UPDATE (2012-10-31): #FakeDIY pointed out that my question is partially a duplicate of this SO question (apologies, not sure how I missed it in my initial search). Given this I'd like to emphasize the "tolerance" part of the question (which is not covered in that link), ie is eps(X) a sensible tolerance, or should I use something larger, like 5 * eps(X), and if so, why?
UPDATE (2012-11-01): Thanks everyone for the responses. I've +1'ed all three answers as I feel they all contribute meaningfully to various aspects of the question. I'm giving the answer tick to Eric Postpischil as that answer really nailed the tolerance part of the question well (and it has the most upvotes at this point in time).
No, there is no general tolerance that is recommended, and there cannot be.
The difference between a computed result and a mathematically ideal result is a function of the operations that produced the computed result. Because those operations are specific to each application, there is no general rule for testing any property of a computed result.

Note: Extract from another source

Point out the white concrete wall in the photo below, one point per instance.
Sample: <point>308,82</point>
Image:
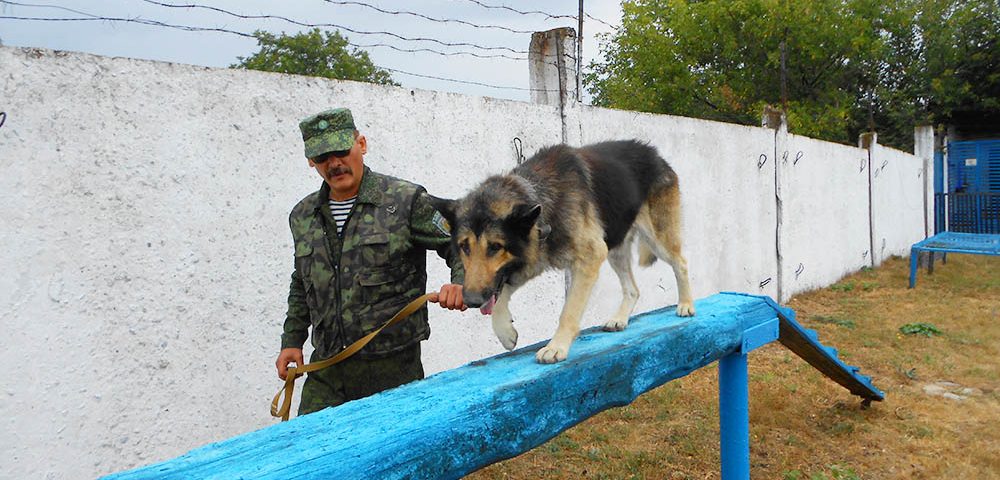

To design a proper test, you must determine what errors may have occurred during computation, determine bounds on the resulting error in the computed result, and test whether the computed result differs from the ideal result (perhaps the nearest integer) by less than those bounds. You must also decide whether those bounds are sufficiently small to satisfy your application’s requirements. (Using a relaxed test that accepts as an integer something that is not an integer decreases false negatives [incorrect rejections of a result as an integer where the ideal result would be an integer] but increases false positives [incorrect acceptances of a result as an integer where the ideal result would not be an integer].)
(Note that it can even be the case the testing as if the error bounds were zero can produce false negatives: It is possible a computation produces a result that is exactly an integer when the ideal result is not an integer, so any error tolerance, even zero, will falsely report this result is an integer. If this is unacceptable for your application, then, in such a case, the computations must be redesigned.)
It is not only not possible to state, without specific knowledge of the application, a numerical tolerance that may be used, it is impossible to state whether the tolerance should be absolute, should be relative to the computed value or to a target value, should be measured in ULPs (units of least precision), or should be set in some other manner. This is because errors may be introduced into computations in a variety of ways. For example, if there is a small relative error in a and a and b are close in value, then a-b has a large relative error. Additionally, if c is large, then (a-b)*c has a large absolute error.
Its probably not the most efficient method but I would use mod for this:
a = 15.0000000000;
b = mod(a,1.0)
c = 15.0000000001;
d = mod(c,1.0)
returns b = 0 and d = 1.0000e-010
There are a number of other alternatives suggested here:
How do I test for integers in MATLAB?
I like the idea of comparing (x == floor(x)) too.
1) I have historically used your method with a simple tolerance, eps(X). The mod methods interested me though, so I benchmarked a couple using Steve Eddins timeit function.
f = #() abs(X - round(X)) <= eps(X);
g = #() X == round(X);
h = #() ~mod(X,1);
For single values, like X=1.0, yours appears to fastest:
timeit(f) = 7.3635e-006
timeit(g) = 9.9677e-006
timeit(h) = 9.9214e-006
For vectors though, like X = 1:0.01:100, the other methods are faster (though round still beats mod):
timeit(f) = 0.00076636
timeit(g) = 0.00028182
timeit(h) = 0.00040539
2) The error bound is really problem dependent. Other answers cover this much better than I am able to.